Tecnologia, empatia e experiência do cliente: como se cruzam e interagem?

Andréa Naccarati de Mello (*)

As empresas estão cada vez mais investindo em tecnologia para automatização dos seus canais de comunicação com os clientes para aumentar a eficiência no atendimento, reduzindo o tempo de espera, aumentando a velocidade no atendimento, oferecendo a conveniência do self-service para perguntas mais frequentes.

Por um lado, tudo isso é fantástico porque vai de encontro com o consumidor social que é impaciente e quer ter seus problemas e dúvidas resolvidos o mais rápido possível. Por outro lado, esses mesmos clientes querem ser atendidos de forma personalizada, com opções customizadas, e ter o atendimento humano oferecido pelas empresas quando nenhuma opção tecnológica atender as suas necessidades.

De acordo com a OpinionBox em agosto de 2021, 37% dos clientes que compram online tiram dúvidas na hora da compra por Chat, e 35% pelo Whatsapp. Percentuais de clientes muito próximos a esses resolvem seus problemas na hora da compra online através desses mensageiros. Então a automatização é importante para a conveniência do cliente e ele aceita isso até certo ponto, mas precisa ser humanizada e com opção humana de verdade para tornar a sua experiência satisfatória e em linha com as suas expectativas.

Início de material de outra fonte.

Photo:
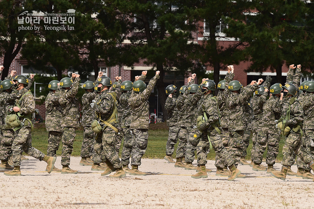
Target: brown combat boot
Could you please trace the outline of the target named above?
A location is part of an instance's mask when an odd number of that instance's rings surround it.
[[[171,155],[167,155],[164,157],[164,159],[170,162],[171,163],[174,163],[176,162],[172,159],[172,157]]]
[[[70,174],[75,174],[78,173],[78,172],[75,170],[72,170],[69,168],[68,166],[62,166],[62,170],[61,170],[61,173],[63,174],[69,173]]]
[[[52,171],[52,168],[54,166],[55,162],[57,158],[56,157],[49,157],[45,155],[43,160],[47,163],[47,165],[46,169],[48,173],[50,173]]]
[[[192,162],[187,162],[185,165],[185,170],[196,170],[197,167],[192,164]]]
[[[12,171],[6,171],[3,174],[6,176],[20,176],[22,175],[19,166],[14,166],[14,168]]]
[[[138,170],[138,166],[133,165],[132,169],[130,171],[130,175],[135,176],[146,176],[147,173]]]
[[[122,166],[122,169],[126,173],[129,173],[131,172],[131,169],[129,168],[129,165],[126,165]]]
[[[14,168],[10,166],[7,161],[1,161],[1,163],[0,164],[0,169],[1,170],[13,170]]]
[[[196,174],[192,175],[191,176],[192,178],[194,179],[199,179],[200,178],[207,178],[207,173],[206,172],[206,167],[205,165],[200,166],[201,170]]]
[[[230,177],[228,178],[228,181],[233,181],[241,173],[241,171],[236,168],[233,165],[230,166],[229,168],[231,171],[231,174]]]
[[[90,159],[90,158],[89,158]],[[86,159],[86,157],[82,157],[81,159],[81,161],[79,162],[80,165],[85,166],[91,166],[93,165],[92,163],[90,163]]]
[[[250,163],[246,162],[244,157],[241,157],[240,159],[240,163],[243,165],[250,165]]]
[[[286,176],[287,175],[287,172],[288,168],[283,166],[281,168],[281,170],[279,171],[273,171],[272,172],[271,174],[273,176],[277,179],[279,179],[284,181],[286,180]]]
[[[126,176],[125,172],[123,170],[122,168],[119,168],[116,170],[116,172],[113,175],[109,175],[109,178],[122,178]]]

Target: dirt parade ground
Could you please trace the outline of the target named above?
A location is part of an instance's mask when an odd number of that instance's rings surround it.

A Forbes publicou recentemente as sete tendências da inteligência artificial para 2022 na qual aponta que a inteligência artificial (IA) vai continuar caminhando para se tornar a tecnologia mais transformadora que a humanidade já desenvolveu até agora, dentre elas a modelagem de linguagem que além de outros benefícios também vai melhorar a linguagem das máquinas incluindo expressões humanas a ponto de a pessoa não distinguir se está se comunicando com um humano ou com uma máquina.

Também se tem falado em tecnologia empática, tecnologia que sabe o que as pessoas estão sentindo, e em empatia digital, que é a aplicação dos princípios básicos da empatia (compaixão, cognição e emoção) em projetos técnicos para aprimorar a experiência do usuário. Fantástico, não é mesmo? Tudo isso para aproximar a tecnologia do ser humano e, de certa forma, mimetizá-lo para ele se sentir compreendido e identificado.

Mesmo com os avanços da tecnologia e IA, o cultivo da empatia ganha urgência nas organizações. Elas precisam conhecer seus clientes em profundidade, “calçando seus sapatinhos”, tendo genuína empatia com eles e entendendo como isso cruza com a tecnologia e com as experiências vividas por eles em cada ponto de contato com as marcas, produtos e serviços da empresa.

Para começar, é preciso criar as Personas (pessoas fictícias, mas com características reais, que representam as pessoas de um determinado segmento de clientes definido pela empresa) com dados reais provenientes de pesquisas com consumidor, de profissionais das áreas de vendas, de atendimento ao cliente etc.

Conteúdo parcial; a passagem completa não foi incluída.